# Cutco... scam or real deal?



## primaveronica

When I was 18 I worked for them for a month and quit, and I felt like it was a scam. But the knives seemed okay, I just have no actual knowledge on what makes a good knife. Thoughts??


----------



## boar_d_laze

There's no doubt among people who know knives.  At the price, Cutco knives are a scam.

BDL


----------



## modernwhimsy

I think the serrated knives are good.  I have 20 year old knives from the line I still use.  The steak knives have been good albeit quite ugly.  and the scissors have been nice as well.  The regular knives are rather....overpriced.  I'll just leave it at that!   If you need to support kids who are selling them, I can think of worse things that get stuck with.  I just bought a few knives from my niece.  But if you had your choice of "any" knives to buy?  Yeah, not really!


----------



## bmwhomechef325

Cutco is in a way like Tupperware, Avon, Amway and the like. Good quality, American made, but sales are only "out in the field", not retail and a high premium is for the commission. Service is superior, I have a 10" butcher that was passed down to me over the years - it is about 28 years old, I had a problem trying to get the edge on it that I wanted. Seemed it was sharpened and honed with varying angles overs the decades.  I sent it in. 2 weeks later it came back - perfect, and at no charge. So, no, Cutco is not a "scam" just a different  business model than retail.


----------



## colin

Discussion: http://www.cheftalk.com/t/11067/cutco-knives

Comparison with other similarly-priced knives: http://www.cookingforengineers.com/article/129/Chefs-Knives-Rated

Food for thought on the sales, including how the pitch works: http://www.squidoo.com/Cutcodough

Any time you have (a) sales without a chance to compare competing brands (b) sales that rest heavily on teenagers selling to their neighbors and parents' friends, you should be suspicious.

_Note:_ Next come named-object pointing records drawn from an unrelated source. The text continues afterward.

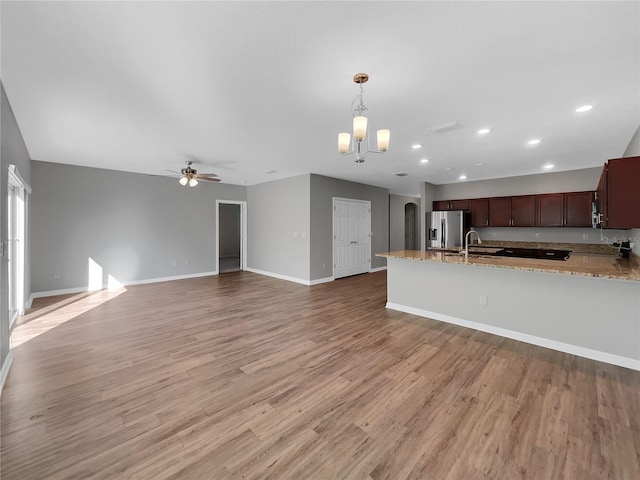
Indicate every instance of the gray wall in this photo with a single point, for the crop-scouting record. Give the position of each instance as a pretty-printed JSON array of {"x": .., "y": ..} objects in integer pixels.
[
  {"x": 136, "y": 227},
  {"x": 598, "y": 314},
  {"x": 427, "y": 196},
  {"x": 396, "y": 220},
  {"x": 278, "y": 224},
  {"x": 229, "y": 230},
  {"x": 13, "y": 151},
  {"x": 323, "y": 189},
  {"x": 633, "y": 150}
]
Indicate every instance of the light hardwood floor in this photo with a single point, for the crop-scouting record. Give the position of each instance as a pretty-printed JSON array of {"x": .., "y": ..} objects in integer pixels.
[{"x": 247, "y": 377}]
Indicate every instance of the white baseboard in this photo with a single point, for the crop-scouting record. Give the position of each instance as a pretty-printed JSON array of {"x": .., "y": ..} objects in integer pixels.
[
  {"x": 4, "y": 372},
  {"x": 318, "y": 281},
  {"x": 377, "y": 269},
  {"x": 632, "y": 363},
  {"x": 51, "y": 293},
  {"x": 279, "y": 276},
  {"x": 169, "y": 279}
]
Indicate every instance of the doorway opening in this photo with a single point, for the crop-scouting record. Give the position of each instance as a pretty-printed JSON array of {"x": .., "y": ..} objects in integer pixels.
[
  {"x": 18, "y": 192},
  {"x": 410, "y": 226},
  {"x": 231, "y": 238}
]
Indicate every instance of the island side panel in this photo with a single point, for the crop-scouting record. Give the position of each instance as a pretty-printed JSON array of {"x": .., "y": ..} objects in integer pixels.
[{"x": 593, "y": 317}]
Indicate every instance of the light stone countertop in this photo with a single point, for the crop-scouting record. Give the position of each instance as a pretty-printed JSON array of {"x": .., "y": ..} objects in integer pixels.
[{"x": 587, "y": 265}]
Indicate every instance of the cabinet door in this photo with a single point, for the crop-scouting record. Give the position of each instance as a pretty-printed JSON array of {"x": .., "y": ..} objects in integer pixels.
[
  {"x": 479, "y": 212},
  {"x": 500, "y": 212},
  {"x": 623, "y": 201},
  {"x": 578, "y": 209},
  {"x": 523, "y": 211},
  {"x": 459, "y": 204},
  {"x": 551, "y": 210},
  {"x": 441, "y": 205}
]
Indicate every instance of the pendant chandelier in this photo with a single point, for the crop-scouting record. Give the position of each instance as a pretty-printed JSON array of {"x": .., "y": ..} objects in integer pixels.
[{"x": 345, "y": 146}]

They're taking advantage of the fact that most people have dreadful knives and never sharpen, so an in-home comparison with a sharpened and halfway decent knife will make the Cutco look very good.

So, sure, most of the dupes who fall for their pitch are probably upgrading their knives. It's not a scam like your typical Nigerian banking windfall. But they're being massively ripped off at the prices these knives are sold for.


----------



## foodpump

From what I have seen at food trade shows, I find that brand waaaaaaaaaay overpriced for the quality.

Sharpening a knife is a skill that is needed.  When people make claims that knives never need to be sharpened, or that they should be sent back to the factory to be sharpened, I get very very suspicious and angry.  It's kind of like saying a new (gasoline powered) car never needs an oil change, but if it does, it should be sent back to the factory for the oil change.


----------



## anamouse

Cutco sells mediocre quality knives for very high prices to people who don't know much about knives.

Their market is primarily family, relatives, and friends of the often young sales people who sell the knives.  

Their sales people usually believe all the hype they are told about the knives, how great the handle design it, how special the metal is in the blade and rivets and how it outperforms other knives, because they don't know anything about knives before they agree to sell Cutco knives.  It's not surprising they believe they are great if they don't know how to sharpen a knife, and every in their own kitchen is dull. They would be equally impressed with Ginsu knives.

The sales points used by Cutco to convince their customers that their knives are superior are generally not valid, but sound nice to people who don't realize how those aspects of the knife's quality compare to other knives on the market.  The steel used in the blade is "superior" only impresses people who don't know much about what kinds of steel are used in other knives, and what their relative qualities are.  That special handle is similarly impressive to people who don't know know that it's nothing special or even realize that real chefs who often own similarly expensive knives, never use them.

The cutting test they have shown on TV is deceitful.  They show everyone how their serrated blades outperform other manufactures blades when cutting though layers of sandpaper.  I believe most course hacksaw blades would do an even better job than the Cutco knives on that test, but that doesn't make them any better at any task I can imagine using them for in a kitchen.

To be fair however I need to address their strong points.  Their serrated knives will work well for the average housewife who doesn't know how to sharpen a knife.  Their also much harder to break than many high quality knives because their made of softer metal that's not as highly tempered.  I imagine Grandma would be quite happy using many of their knives, but then again she'd probably have felt the same if you gave her serrated Ginsu knives because they have many of the same qualities.  Similar quality serrated knives abound at a fraction of the cost.

Ok kitchen knives, at outrageous prices.


----------



## rat

their sportsman fishing knife is excellent and I love it, I melted the sheath by the campfire (oops) and called to ask about getting a new one, they sent me a new one free of charge, got it in two days.


----------



## chefedb

Totaly overrated and overpriced


----------



## beastmasterflex

Decent knives, I feel like you pay for the warranty and the free sharpening. I hate the shape of them though. Get a Global, love them.


----------